*Ian Rowlands hammers another nail into the h-index’s coffin by explaining how it actually brings nothing new to the table and by showing how chance determines its outcome.*

The poor old h-index has come in for a lot of criticism recently, with a flood of papers pointing to its conceptual and practical shortcomings. Is it time to bury it? Cameron Barnes, an academic at the University of New England, New South Wales thinks so, because he has just written a devastating critique for library practitioners (Barnes 2017). I strongly recommend his article to anyone hoping to advance the cause of responsible metrics.

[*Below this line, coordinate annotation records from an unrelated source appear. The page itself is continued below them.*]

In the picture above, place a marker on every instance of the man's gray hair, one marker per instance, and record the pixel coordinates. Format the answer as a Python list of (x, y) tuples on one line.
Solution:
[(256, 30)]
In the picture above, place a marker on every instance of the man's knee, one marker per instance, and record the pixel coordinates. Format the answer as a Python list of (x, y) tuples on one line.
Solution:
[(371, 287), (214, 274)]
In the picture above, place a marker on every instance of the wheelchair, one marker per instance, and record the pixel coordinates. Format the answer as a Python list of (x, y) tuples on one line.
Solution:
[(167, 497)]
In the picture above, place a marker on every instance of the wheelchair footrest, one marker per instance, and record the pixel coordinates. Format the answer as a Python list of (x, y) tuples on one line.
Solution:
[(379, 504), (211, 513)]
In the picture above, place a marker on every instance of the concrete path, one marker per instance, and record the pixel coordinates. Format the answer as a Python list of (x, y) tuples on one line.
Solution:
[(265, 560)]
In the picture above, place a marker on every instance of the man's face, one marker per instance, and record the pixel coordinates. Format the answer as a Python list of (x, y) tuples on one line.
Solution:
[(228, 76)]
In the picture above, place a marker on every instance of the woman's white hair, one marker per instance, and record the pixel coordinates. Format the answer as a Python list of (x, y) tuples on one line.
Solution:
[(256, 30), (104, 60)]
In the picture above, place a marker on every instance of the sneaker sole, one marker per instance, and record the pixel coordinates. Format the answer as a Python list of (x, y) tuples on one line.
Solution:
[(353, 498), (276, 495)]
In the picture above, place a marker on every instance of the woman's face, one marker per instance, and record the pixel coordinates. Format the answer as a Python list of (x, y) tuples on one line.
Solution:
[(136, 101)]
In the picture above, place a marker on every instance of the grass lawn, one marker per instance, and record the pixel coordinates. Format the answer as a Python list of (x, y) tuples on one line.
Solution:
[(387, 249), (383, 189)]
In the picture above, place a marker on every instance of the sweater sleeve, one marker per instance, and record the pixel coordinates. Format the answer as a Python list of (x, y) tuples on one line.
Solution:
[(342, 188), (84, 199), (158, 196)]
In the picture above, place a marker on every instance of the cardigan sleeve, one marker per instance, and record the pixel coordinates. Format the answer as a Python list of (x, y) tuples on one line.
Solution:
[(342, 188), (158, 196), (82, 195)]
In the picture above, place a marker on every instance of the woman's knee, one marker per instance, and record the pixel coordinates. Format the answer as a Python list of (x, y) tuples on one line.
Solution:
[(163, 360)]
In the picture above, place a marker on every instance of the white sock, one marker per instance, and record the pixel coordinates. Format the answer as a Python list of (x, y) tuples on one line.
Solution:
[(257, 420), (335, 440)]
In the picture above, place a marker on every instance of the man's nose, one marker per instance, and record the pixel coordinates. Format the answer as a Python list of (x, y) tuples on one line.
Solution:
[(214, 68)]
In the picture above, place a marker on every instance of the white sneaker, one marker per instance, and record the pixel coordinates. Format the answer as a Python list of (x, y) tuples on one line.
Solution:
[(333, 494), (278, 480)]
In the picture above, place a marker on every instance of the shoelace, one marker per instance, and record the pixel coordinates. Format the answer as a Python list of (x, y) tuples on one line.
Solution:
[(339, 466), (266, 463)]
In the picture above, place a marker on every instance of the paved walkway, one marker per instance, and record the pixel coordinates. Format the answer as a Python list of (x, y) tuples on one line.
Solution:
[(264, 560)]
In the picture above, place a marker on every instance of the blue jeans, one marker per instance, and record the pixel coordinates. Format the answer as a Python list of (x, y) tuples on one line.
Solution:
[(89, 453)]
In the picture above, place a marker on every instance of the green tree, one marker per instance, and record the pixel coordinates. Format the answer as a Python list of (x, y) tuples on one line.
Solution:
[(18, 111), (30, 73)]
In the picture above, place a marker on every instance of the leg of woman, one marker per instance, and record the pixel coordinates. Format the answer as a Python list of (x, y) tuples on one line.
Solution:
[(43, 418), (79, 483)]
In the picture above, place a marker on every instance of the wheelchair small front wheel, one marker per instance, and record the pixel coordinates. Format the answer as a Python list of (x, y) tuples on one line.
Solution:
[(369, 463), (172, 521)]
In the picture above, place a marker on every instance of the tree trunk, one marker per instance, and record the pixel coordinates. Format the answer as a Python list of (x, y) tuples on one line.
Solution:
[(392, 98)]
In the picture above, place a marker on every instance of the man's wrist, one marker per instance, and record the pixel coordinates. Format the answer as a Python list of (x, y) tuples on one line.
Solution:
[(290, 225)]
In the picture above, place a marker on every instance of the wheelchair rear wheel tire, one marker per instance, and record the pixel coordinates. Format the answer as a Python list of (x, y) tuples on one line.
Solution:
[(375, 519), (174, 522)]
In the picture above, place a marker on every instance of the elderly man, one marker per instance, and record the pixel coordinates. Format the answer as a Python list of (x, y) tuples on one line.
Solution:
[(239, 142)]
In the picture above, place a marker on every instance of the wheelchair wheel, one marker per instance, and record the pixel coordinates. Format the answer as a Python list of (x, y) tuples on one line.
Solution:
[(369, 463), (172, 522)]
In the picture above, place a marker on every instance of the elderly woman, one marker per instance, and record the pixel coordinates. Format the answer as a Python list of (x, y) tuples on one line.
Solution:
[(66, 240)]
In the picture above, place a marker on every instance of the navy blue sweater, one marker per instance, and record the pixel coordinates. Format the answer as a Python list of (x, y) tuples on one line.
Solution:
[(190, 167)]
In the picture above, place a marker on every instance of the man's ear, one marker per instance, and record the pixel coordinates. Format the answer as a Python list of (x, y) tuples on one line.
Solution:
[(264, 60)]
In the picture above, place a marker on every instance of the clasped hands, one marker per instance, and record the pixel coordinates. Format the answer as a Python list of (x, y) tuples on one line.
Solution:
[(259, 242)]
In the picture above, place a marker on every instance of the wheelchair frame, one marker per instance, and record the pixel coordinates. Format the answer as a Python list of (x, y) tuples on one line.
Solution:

The aim of this post is not to rehearse Cameron’s arguments – better you get them direct from the horse’s mouth. I want to pour some more petrol on the funeral pyre by approaching the topic from another angle using first principles. I hope to show that the h-index provides information that is almost completely redundant for most practical purposes, and that because of the way it is constructed, chance plays a significant role in determining its outcome.

On the face of it, it is an attractive indicator because it summarises a lot of information and it purports to tell us something about both productivity, quality and consistency.

Just a quick recap: the h-index is a composite indicator based on the pattern of an author’s papers and their citations: a scientist with an h-index of ten must be able to point to ten papers cited at least ten or more times each. The index obviously cannot be larger than the total number of his or her papers and is invariably smaller, because papers vary in terms of their impact. On the face of it, it is an attractive indicator because it summarises a lot of information and it purports to tell us something about both productivity, quality and consistency.

**The h-index is redundant for most practical purposes**

Given the building blocks, it is hardly surprising that h correlates strongly with numbers of both papers and citations. This should come as no surprise, but I’m not sure that many practitioners or users realise quite how strong those relationships are, nor have they yet grasped the implications.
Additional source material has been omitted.